Thomas nodded, staring into the blazing fire. “That, also, is true.”
11 DEVIL’S PALADIN
Au gibet noir, manchot aimable,
Dansent, dansent les paladins,
Les maigres paladins du diable,
Les squelettes de Saladins.
—Arthur Rimbaud, “Bal des Pendus”
“Alastair,” Cordelia said. She had her hands flat on her brother’s back and was pushing him, or at least trying to, toward the carriage. Unfortunately, it was like trying to dislodge a boulder. He didn’t budge from the doorway. “Alastair, get in the carriage.”
Her brother’s arms were folded, his look stormy. In a world of chaos, thought Cordelia, exasperated, at least some things remain consistent. “I don’t want to,” he said. “Nobody wants me at this harebrained confabulation anyway.”
“I do,” Cordelia said patiently, “and also, they do, and the proof is here in writing.” She brandished a folded page at him. It had been delivered that morning after breakfast by a messenger boy named Neddy, the Merry Thieves’ most regular Irregular.

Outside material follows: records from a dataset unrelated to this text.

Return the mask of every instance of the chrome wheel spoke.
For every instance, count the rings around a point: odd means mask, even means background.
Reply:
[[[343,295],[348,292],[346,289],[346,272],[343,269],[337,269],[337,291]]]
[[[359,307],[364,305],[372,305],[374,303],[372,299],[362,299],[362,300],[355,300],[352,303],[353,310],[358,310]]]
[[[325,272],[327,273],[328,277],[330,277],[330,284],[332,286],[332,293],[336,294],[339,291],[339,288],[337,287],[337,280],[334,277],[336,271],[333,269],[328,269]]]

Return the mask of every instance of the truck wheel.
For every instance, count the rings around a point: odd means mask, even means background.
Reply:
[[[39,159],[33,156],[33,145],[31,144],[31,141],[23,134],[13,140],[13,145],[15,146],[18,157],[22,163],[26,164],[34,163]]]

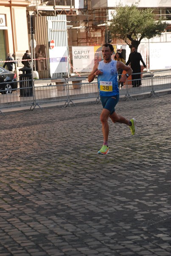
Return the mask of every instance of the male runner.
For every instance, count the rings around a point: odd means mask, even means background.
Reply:
[[[98,76],[101,101],[104,108],[100,116],[104,143],[101,148],[98,151],[98,154],[106,154],[109,153],[108,142],[109,117],[114,123],[118,122],[129,125],[132,135],[134,135],[137,131],[137,122],[135,118],[129,120],[123,116],[118,115],[115,111],[115,107],[119,98],[118,71],[120,69],[126,71],[126,73],[122,76],[119,81],[121,83],[125,82],[126,79],[132,73],[132,70],[123,62],[112,60],[111,56],[113,51],[114,49],[112,44],[108,43],[104,44],[102,48],[103,60],[95,64],[92,71],[88,76],[88,80],[90,83],[93,81],[96,76]]]

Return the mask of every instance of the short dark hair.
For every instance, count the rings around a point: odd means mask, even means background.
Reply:
[[[103,44],[102,47],[103,47],[103,46],[104,46],[104,47],[107,47],[108,46],[109,46],[111,52],[114,52],[114,49],[113,48],[113,46],[112,44],[108,44],[108,43],[106,43],[105,44]]]

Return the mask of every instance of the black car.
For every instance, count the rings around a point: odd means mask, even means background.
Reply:
[[[16,74],[0,67],[0,92],[2,94],[11,93],[17,88]]]

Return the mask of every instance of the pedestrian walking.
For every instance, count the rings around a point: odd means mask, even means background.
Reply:
[[[98,151],[98,154],[101,154],[109,153],[108,142],[109,117],[114,123],[124,123],[128,125],[132,135],[135,135],[137,131],[137,122],[135,118],[129,120],[118,115],[115,111],[115,108],[119,98],[118,71],[121,69],[126,72],[126,73],[119,80],[120,82],[125,82],[127,77],[132,73],[132,70],[130,67],[126,66],[123,62],[112,59],[113,51],[112,44],[108,43],[103,44],[102,48],[103,60],[95,64],[92,71],[88,76],[89,82],[93,81],[96,76],[98,76],[101,101],[103,107],[100,120],[102,126],[104,143],[101,149]]]
[[[31,67],[31,53],[28,50],[26,51],[25,53],[22,56],[22,60],[28,60],[27,61],[21,61],[22,64],[24,65],[25,67]],[[30,61],[29,60],[31,60]]]
[[[126,65],[131,64],[131,67],[133,71],[132,75],[132,87],[137,87],[142,84],[140,61],[143,63],[144,67],[146,68],[147,66],[143,60],[141,54],[137,52],[137,48],[135,47],[132,47],[132,52],[129,54]],[[139,74],[136,74],[136,73],[139,73]]]
[[[13,70],[13,64],[16,64],[16,61],[14,60],[14,58],[12,57],[12,54],[9,52],[7,54],[7,58],[6,59],[6,61],[10,61],[10,62],[5,62],[3,66],[3,67],[5,68],[6,66],[7,66],[8,69],[9,71],[12,71]]]

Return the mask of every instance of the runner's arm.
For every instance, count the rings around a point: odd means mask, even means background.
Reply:
[[[101,74],[102,72],[98,70],[98,62],[96,62],[94,65],[93,68],[91,73],[88,76],[88,81],[89,83],[92,82],[96,76],[98,76],[99,74]]]

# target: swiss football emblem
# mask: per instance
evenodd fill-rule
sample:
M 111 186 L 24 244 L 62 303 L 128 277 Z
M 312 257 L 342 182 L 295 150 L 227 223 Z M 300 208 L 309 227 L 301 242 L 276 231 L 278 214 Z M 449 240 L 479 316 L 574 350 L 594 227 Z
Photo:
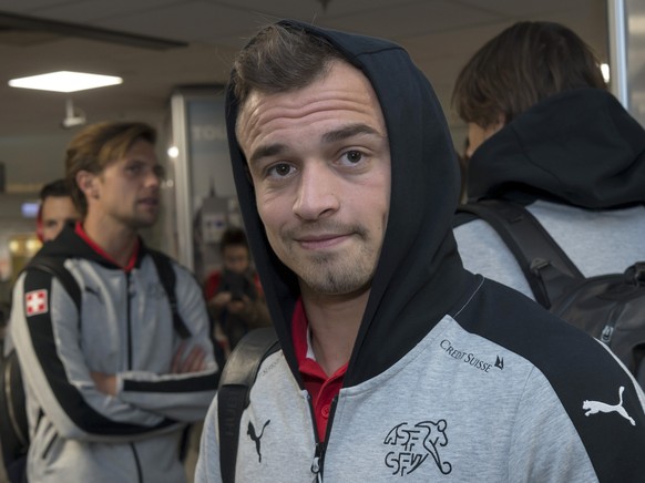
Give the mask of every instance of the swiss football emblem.
M 27 317 L 47 314 L 49 311 L 47 290 L 33 290 L 24 294 L 24 307 Z

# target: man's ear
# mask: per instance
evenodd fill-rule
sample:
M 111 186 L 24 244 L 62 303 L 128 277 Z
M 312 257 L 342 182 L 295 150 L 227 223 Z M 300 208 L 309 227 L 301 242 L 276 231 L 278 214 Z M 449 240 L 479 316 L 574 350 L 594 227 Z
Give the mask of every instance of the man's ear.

It requested both Cordelia’s and Alastair’s presence at the Devil Tavern that afternoon, on behalf of the Merry Thieves, “to discuss the developing situation.” Cordelia had to admit she’d been relieved to receive it—she hadn’t realized until that moment how worried she’d been that she’d be cut out of her friends’ activities. For the crime of mistreating James, or mistreating Matthew, or snapping at Lucie. But no—she had been invited, and quite cheerfully, with Alastair also requested by name.
“I can’t imagine why any of them would want me there,” Alastair grumbled.
“Maybe Thomas convinced them,” Cordelia said, which caused Alastair to forget that he was supposed to be resisting her attempts to drag him outside. He let go of the doorframe, and they both nearly toppled down the stairs. Cordelia heard Risa, wrapped up in fur blankets and perched on the driver’s seat of the carriage, chuckle to herself.
They clambered into the carriage and started off, Alastair looking a little stunned, as if he couldn’t quite believe he was going. He had his spears with him, and his favorite dagger—as Cordelia remained unarmed, lest she forget herself and accidentally summon Lilith. She hated it. She was a Shadowhunter, and going out weaponless felt like going out naked, only more dangerous.
“Why do you keep mentioning Thomas to me?” Alastair said. They were passing row upon row of white houses, many with holly wreaths pinned to their front doors. Risa had clearly decided to take smaller roads to reach the Devil Tavern, avoiding the traffic of Knightsbridge at peak Christmas shopping time.
Cordelia raised an eyebrow at him.
“Thomas Lightwood,” he clarified, tugging on his scarf.
“I didn’t think you meant Thomas Aquinas,” said Cordelia. “And I keep mentioning him because I am not a complete idiot, Alastair. You did turn up rather suddenly at the Institute the moment he was arrested to tell everyone you knew he was innocent because you’d been following him about for days.”
“I didn’t realize you knew all that,” Alastair grumbled.
“Matthew told me.” She reached out to pat her brother on the cheek with a gloved hand. “There is no shame in caring about someone, Alastair. Even if it hurts.”
“?‘The wound is the place where the light enters you,’?” Alastair said. It was her favorite Rumi quote. Cordelia looked quickly out the window.
She told herself not to be foolish, not to cry, no matter how kind Alastair was being. Out the window, she could see the crowded streets of Piccadilly, where sellers pushed barrows of holly and ivy wreaths and wooden toys. Omnibuses rolled by, their sides advertising tins of holiday biscuits and Christmas crackers.